The best precedent for the coming period is the mid-'70s, when military defeat combined with political scandal to produce an unusually foul public mood. At such moments, outsiders do best. In 1976, Jimmy Carter became the first anti-Washington candidate elected president since the beginning of the cold war. And, in 2008, anti-Washington populism will likely play extremely well again. Since early 2002, the percentage of Americans expressing an unfavorable view of the GOP has risen 20 points, and, strikingly, the percentage expressing an unfavorable view of Democrats has risen 9 points as well.

In 2000, anti-Washington populism was McCain's forte. Describing his battle against the political establishment, he called himself "Luke Skywalker fighting his way out of the Death Star." But, in 2008, if all goes according to plan, he'll be piloting the Death Star. It's not just that he'll be the Republican nominee. As part of his campaign to woo conservatives, he has embraced Bush so tightly that he will find it hard to portray himself as the candidate of radical change. And his pandering to the religious right has already undermined his reputation for fearless, damn-the-torpedoes truth-telling. It's one thing to say he's a social conservative; it's another to embrace figures like Falwell, whom the old John McCain clearly reviled.

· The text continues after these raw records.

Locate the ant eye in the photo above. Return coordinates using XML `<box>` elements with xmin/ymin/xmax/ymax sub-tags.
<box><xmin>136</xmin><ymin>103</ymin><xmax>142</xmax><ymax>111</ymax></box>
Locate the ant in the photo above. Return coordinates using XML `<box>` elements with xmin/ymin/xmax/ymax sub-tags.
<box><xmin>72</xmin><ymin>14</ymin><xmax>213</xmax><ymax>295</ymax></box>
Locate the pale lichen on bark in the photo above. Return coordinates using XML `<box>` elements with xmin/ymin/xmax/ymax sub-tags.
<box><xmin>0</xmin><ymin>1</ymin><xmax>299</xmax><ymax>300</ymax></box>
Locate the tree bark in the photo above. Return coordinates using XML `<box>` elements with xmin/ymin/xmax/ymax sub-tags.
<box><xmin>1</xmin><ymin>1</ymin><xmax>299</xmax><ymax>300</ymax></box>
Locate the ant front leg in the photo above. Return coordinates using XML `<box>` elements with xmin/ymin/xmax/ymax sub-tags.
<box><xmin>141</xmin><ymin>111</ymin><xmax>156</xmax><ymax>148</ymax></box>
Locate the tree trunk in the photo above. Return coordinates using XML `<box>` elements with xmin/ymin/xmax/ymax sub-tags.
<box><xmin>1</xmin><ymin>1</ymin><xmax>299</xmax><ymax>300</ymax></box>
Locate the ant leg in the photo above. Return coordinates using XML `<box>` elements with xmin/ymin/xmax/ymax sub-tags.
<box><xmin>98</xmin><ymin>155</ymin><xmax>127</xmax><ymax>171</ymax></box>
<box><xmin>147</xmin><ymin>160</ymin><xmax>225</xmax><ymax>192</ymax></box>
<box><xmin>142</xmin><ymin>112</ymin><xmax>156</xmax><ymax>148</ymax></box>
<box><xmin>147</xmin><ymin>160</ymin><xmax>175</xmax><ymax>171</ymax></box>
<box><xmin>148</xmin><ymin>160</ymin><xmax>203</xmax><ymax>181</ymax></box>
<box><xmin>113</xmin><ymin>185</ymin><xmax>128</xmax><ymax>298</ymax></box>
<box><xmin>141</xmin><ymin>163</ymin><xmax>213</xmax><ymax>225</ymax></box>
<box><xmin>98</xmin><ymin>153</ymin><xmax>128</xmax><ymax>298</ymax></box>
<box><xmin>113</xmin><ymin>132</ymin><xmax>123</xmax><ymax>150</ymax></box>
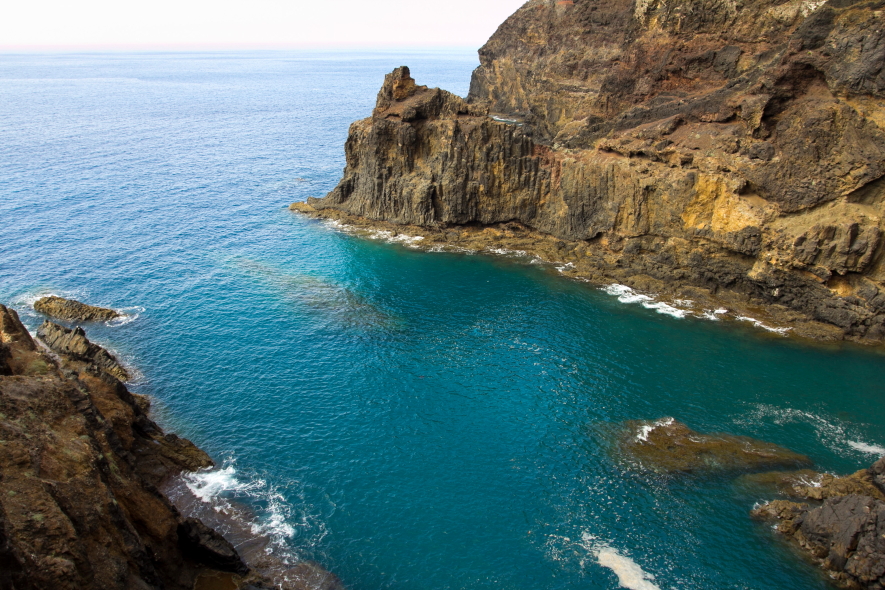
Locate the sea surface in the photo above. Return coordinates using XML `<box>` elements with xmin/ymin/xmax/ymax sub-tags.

Ideologically, the most fertile populist ground in 2008 will likely be antiwar and anti-immigration. That's where many of the old Ross Perot voters--who have been floating grumpily between the parties since the cold war's end--will likely be. McCain can't win them on issues--since he's a die-hard Iraq hawk and a highminded immigration dove. He has to win them on style--on his image as a lone crusader fighting the corrupt fat cats in Washington. But that will be much harder if those fat cats are supporting his campaign.

So what should McCain do? He should still seek the Republican nomination--but take more care not to disfigure his public persona in the process. And, if he loses as a result, he should bolt the party, choose a respected Democrat as his running mate, and run as an Independent. To be sure, conventional wisdom says Independents can never win. But, in 2008, the public could be so alienated and the likely nominees so polarizing (think Hillary Clinton and George Allen) that it might just work. America's next president will likely be the candidate who best embodies change. And, in that environment, John McCain should think twice before turning himself into the candidate of more of the same.